Mentre a Bamako si cerca di ricreare un clima favorevole agli spunti artistici e culturali per cui andava giustamente famosa la capitale del Mali prima della guerra, nelle regioni centrali e settentrionali del grande paese saheliano l’orrore regna sovrano e gli effetti sociali perversi del conflitto deflagrano in tutta la loro crudezza. A nulla è valso l’accordo siglato lo scorso settembre tra i rappresentanti dei Peul (o Fulani) e quelli dei Dogon per mettere fine alle violenze intercomunitarie riemerse a intervalli regolari a partire dal 2017.

L’ULTIMO EPISODIO, sabato scorso, è di gran lunga il più grave degli ultimi anni, con un assalto che ha raso al suolo il villaggio di Ogossagou, tra Mopti e la frontiera con il Burkina Faso, lasciando a terra oltre 150 vittime, tutti civili di etnia peul trucidati senza pietà a colpi di machete e armi da fuoco mentre veniva appiccato il fuoco all’intero villaggio.

Ogni sospetto ricade sulla Dan Na Ambassagou, la milizia – a metà tra un’associazione di cacciatori e un corpo paramilitare – che era stata creata dai dogon con il beneplacito del governo centrale e intenti iniziali di autodifesa, visto il perdurare degli attacchi jihadisti contro la comunità. A oggi si può dire che la Dan Na Ambassagou sia rimasta l’unica formazione armata, tra le tante presenti nell’area, che non abbia mai puntato le sue armi contro l’esercito regolare. Anzi. Ma anche per questo, il sospetto peggiore è che a “ispirare” il massacro sia stata l’inerzia calcolata dei militari maliani.

AL TERMINE di un consiglio dei ministri straordinario e poco prima di raggiungere in elicottero le rovine del villaggio colpito, il presidente Ibrahim Boubacar Keïta ha annunciato ieri le prime, pesanti purghe ai danni dei vertici militari, a cominciare dal capo di stato maggiore M’Bemba Moussa Keïta e dal comandante delle truppe di terra Abderrahmane Baby.
I due alti ufficiali pagano così anche l’ultimo di una serie di smacchi sanguinosi subiti dalle truppe maliane nella regione, l’attacco lo scorso 17 marzo alla base di Dioura in cui hanno perso la vita una trentina di reclute. Autori i miliziani del Macina, guidati dal predicatore peul Amadou Koufa e inquadrati nella principale coalizione jihadista del Sahel, il «Gruppo di sostegno all’islam e ai musulmani», di fede qaedista.

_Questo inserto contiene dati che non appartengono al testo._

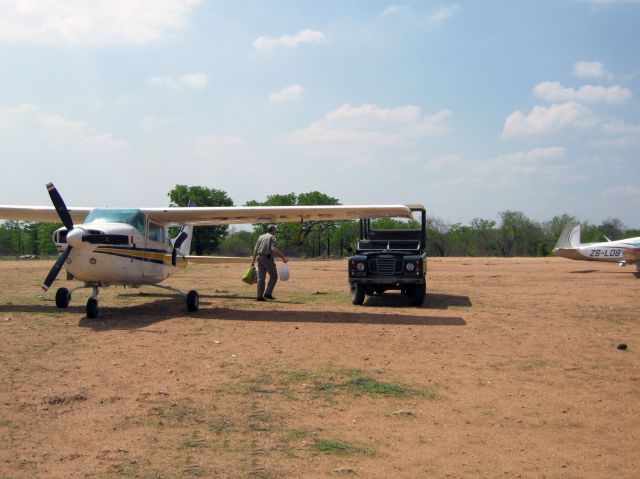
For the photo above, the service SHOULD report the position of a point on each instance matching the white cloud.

LA RIVENDICAZIONE parlava di risposta «ai crimini odiosi commessi dalle forze governative e dalle milizie che le sostengono ai danni dei nostri fratelli peul». Quei peul che ora, dopo sette anni di laceranti violenze incrociate, i dogon considerano indistintamente e nel migliore dei casi dei collaborazionisti.

Peul e Dogon, i primi parte essenziale del più grande popolo (un tempo) nomade del mondo, i secondi fino a ieri conosciuti più che altro per i saggi di Marcel Griaule sulla loro antica cosmogonia. Due pezzi importanti dell’ex mosaico etnico del Mali, andato drammaticamente in frantumi a partire dal 2011 per gli effetti collaterali della disgregazione della Libia, la diffusione tossica del radicalismo religioso di stampo wahabita che un tempo era marginale in questi luoghi, un governo centrale non all’altezza, il ruolo poliziesco e politicamente egemone di Parigi, la cui fede in una risposta solo militare e allo stesso tempo l’ansia di risparmiare, ha finito per coinvolgere gli eserciti di tutti i paesi saheliani, che poco o niente sanno dei delicati equilibri locali.

IL PRESIDENTE KEÏTA ha ordinato anche lo smantellamento della milizia dogon accusata del massacro. Ma «il governo non può sciogliere ciò che non ha creato» ha risposto il capo del gruppo Youssouf Toloba, intervistato da Jeune Afrique.